Elektrikli araç sayısı günden güne artıyor. Ağustos ayı itibariyle Avrupa’da tam 159 bin adet elektrikli araç satılmış. Geçen seneye göre artış tam olarak %27 oranında gerçekleşmiş. Elektrikli otomobil, özellikle şehir içi ulaşımı için çok mantıklı bir tercih. İşin duygusal yönü şöyle bir kenarda dursun, işletme maliyeti gerçekten içten yanmalı motora sahip otomobillere göre oldukça uygun. Çünkü içten yanmalı motorlu araçlar periyodik bakım gerektirmesinin yanı sıra oldukça karmaşık makineler ve kullandıkça sürprizlere gebe kalabiliyorlar.
Bugün Elektrikli Araç Alırken Neye Dikkat Edilmeli?
Batarya ve Isı Pompası
Elektrikli araçlar LFP, Lityum-İyon ve bazı farklı pil türleriyle enerji depoluyor. Bugün bir elektrikli araç alacaksanız eğer bataryanın ne kadar enerji depoladığı konusu çok önemli. Bu depolama miktarını kWsa olarak ölçüyoruz. Ortalama bir elektrikli otomobil bugün 45 ila 90 kWsa arasında enerji depolayabiliyor. Bataryanın büyüklüğü, otomobilinizin menzili ile direkt olarak doğru orantılı.
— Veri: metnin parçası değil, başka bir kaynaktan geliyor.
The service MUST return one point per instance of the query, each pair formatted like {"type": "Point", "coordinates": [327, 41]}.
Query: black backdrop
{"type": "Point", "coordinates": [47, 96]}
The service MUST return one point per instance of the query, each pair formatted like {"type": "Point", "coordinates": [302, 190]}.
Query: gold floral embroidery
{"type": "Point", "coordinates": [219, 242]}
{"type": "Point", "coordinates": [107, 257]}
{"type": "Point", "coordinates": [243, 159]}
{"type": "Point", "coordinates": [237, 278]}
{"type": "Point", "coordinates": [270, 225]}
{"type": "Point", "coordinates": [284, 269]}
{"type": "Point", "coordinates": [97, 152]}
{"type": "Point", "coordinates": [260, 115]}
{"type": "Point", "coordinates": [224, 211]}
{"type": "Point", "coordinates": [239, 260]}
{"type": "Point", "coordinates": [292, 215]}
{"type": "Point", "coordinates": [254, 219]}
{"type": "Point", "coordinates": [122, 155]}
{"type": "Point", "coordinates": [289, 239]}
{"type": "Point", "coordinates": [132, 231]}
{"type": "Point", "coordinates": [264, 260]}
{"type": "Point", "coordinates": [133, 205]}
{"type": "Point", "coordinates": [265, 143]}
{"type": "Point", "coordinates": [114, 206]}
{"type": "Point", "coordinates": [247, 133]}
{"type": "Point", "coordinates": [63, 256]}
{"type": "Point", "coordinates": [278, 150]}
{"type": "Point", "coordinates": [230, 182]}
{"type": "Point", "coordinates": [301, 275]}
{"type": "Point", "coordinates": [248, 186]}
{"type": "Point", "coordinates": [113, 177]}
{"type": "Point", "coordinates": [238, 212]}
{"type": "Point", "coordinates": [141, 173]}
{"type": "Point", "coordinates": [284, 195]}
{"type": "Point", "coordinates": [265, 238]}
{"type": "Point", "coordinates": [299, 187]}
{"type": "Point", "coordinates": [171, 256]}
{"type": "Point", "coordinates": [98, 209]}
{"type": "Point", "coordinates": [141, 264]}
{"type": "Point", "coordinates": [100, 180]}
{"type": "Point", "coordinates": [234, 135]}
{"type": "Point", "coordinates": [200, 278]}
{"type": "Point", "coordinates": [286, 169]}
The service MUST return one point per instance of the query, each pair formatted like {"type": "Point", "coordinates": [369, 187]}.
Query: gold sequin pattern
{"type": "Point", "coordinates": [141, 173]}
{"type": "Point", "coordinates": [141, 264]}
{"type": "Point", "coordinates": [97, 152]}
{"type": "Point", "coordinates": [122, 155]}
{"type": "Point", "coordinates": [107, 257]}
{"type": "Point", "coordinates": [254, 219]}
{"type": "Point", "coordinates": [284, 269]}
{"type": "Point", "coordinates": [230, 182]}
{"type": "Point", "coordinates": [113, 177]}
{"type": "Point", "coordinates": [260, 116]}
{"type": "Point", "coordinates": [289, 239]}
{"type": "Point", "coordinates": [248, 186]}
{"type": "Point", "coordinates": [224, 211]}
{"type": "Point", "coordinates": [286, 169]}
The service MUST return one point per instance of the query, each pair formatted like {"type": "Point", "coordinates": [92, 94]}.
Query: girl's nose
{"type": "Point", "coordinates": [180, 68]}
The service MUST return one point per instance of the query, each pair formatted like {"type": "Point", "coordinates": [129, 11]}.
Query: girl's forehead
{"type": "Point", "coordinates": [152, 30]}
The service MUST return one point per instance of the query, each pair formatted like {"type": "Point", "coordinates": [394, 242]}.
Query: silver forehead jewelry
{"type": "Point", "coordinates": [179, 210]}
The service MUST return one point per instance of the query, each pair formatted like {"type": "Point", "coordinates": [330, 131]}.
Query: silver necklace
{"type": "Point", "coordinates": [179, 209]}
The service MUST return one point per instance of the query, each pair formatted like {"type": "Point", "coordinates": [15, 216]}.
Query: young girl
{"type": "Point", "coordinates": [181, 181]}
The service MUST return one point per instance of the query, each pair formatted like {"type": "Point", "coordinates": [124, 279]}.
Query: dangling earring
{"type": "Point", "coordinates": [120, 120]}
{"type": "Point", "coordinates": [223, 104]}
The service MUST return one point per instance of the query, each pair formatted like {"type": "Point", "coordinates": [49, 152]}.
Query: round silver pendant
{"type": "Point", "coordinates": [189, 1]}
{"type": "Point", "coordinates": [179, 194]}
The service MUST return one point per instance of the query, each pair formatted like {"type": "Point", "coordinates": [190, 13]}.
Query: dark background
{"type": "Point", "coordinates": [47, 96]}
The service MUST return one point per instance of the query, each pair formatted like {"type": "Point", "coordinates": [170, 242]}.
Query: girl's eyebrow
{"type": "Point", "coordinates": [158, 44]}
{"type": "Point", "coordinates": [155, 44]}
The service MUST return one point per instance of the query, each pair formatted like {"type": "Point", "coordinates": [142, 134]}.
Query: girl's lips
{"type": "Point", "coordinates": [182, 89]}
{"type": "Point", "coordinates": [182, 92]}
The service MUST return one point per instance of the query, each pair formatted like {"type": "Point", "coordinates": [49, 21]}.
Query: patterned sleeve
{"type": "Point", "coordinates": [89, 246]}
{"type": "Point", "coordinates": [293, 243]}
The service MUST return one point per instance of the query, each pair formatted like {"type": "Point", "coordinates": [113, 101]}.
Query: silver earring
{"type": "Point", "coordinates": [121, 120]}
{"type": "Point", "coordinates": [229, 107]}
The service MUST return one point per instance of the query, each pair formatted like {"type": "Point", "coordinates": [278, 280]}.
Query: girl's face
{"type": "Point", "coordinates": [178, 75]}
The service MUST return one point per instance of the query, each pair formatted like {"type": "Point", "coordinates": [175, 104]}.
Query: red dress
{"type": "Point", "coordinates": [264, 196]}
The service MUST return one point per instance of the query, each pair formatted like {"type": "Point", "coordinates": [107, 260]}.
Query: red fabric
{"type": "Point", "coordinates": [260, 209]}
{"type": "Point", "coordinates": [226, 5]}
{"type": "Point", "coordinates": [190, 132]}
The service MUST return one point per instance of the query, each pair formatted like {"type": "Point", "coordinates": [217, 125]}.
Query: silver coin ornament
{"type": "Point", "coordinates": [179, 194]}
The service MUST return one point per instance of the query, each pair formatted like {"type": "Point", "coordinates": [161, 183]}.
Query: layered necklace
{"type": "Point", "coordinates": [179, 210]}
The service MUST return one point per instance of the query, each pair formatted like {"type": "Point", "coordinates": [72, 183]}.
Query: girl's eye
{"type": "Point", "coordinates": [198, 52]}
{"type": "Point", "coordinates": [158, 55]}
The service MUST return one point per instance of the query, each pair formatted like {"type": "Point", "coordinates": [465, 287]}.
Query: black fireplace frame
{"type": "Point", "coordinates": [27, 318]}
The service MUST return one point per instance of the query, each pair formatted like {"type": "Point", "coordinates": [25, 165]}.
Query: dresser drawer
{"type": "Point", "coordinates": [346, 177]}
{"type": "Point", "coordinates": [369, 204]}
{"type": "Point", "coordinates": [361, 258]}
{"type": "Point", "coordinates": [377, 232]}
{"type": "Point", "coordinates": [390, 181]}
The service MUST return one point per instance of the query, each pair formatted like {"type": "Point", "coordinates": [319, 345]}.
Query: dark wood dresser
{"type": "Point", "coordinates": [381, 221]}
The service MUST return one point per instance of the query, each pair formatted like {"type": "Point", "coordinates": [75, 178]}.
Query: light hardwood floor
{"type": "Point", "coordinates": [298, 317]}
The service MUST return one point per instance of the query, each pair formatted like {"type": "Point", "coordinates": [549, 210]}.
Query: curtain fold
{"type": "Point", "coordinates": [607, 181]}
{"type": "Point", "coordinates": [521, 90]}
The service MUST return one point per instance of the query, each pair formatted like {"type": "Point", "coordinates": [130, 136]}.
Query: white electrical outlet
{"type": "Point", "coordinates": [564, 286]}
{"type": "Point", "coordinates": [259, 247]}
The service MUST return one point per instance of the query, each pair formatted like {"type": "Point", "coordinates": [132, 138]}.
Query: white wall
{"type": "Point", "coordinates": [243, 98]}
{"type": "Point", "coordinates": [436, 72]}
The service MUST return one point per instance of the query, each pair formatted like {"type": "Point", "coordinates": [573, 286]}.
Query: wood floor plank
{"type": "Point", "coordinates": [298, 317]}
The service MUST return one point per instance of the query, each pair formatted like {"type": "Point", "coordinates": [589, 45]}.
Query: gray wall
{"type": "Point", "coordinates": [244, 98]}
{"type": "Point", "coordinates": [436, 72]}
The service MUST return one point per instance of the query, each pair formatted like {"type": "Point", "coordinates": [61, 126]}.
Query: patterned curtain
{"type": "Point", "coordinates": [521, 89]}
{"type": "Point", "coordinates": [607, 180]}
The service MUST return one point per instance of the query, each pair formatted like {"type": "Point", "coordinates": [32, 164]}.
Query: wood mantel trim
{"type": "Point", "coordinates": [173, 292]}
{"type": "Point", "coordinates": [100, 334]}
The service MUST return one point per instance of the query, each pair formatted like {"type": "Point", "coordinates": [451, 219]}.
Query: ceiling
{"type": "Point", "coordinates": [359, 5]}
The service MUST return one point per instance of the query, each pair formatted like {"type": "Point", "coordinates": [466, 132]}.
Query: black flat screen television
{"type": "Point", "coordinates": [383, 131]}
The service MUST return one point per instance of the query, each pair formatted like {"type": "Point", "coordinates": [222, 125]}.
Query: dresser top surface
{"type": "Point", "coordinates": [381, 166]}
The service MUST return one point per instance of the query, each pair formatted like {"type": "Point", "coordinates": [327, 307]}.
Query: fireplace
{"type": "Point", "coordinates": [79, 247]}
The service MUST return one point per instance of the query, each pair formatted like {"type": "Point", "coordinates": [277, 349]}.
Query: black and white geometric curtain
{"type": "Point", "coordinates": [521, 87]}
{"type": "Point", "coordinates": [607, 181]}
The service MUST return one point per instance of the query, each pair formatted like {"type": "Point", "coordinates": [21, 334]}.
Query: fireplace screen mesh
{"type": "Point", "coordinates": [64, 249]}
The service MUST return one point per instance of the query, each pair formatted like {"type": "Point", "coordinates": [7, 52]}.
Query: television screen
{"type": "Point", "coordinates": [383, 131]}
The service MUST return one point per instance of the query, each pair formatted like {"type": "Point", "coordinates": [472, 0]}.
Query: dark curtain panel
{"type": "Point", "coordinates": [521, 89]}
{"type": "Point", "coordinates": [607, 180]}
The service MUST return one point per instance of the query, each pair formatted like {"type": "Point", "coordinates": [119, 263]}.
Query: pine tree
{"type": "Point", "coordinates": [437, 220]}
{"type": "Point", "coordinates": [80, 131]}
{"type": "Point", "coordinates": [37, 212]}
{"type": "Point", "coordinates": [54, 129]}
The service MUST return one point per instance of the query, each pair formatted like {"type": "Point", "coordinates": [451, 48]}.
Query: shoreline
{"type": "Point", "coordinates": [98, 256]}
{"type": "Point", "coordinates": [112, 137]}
Ayrıca bir diğer konuda ısı pompası. Isı pompaları aslında oldukça önemli bir role sahip. Elektrikli araç bataryaları fazla sıcaklıktan ve soğuktan direkt olarak etkilenebiliyorlar. Isı pompasının görevi ise basitçe otomobilin bataryasını ideal sıcaklıkta tutmak. Böylece havanın fazla sıcak veya fazla soğuk olduğu zamanlarda batarya performansındaki azalma minimize ediliyor. Üstelik ısı pompası, araç şarj olurken bile bataryayı ideal sıcaklıkta tutmak için hazır halde bekleniyor. Yani bu noktada hem bataryanın büyüklüğüne hem de ısı pompası teknolojisine dikkat etmeniz de yarar var.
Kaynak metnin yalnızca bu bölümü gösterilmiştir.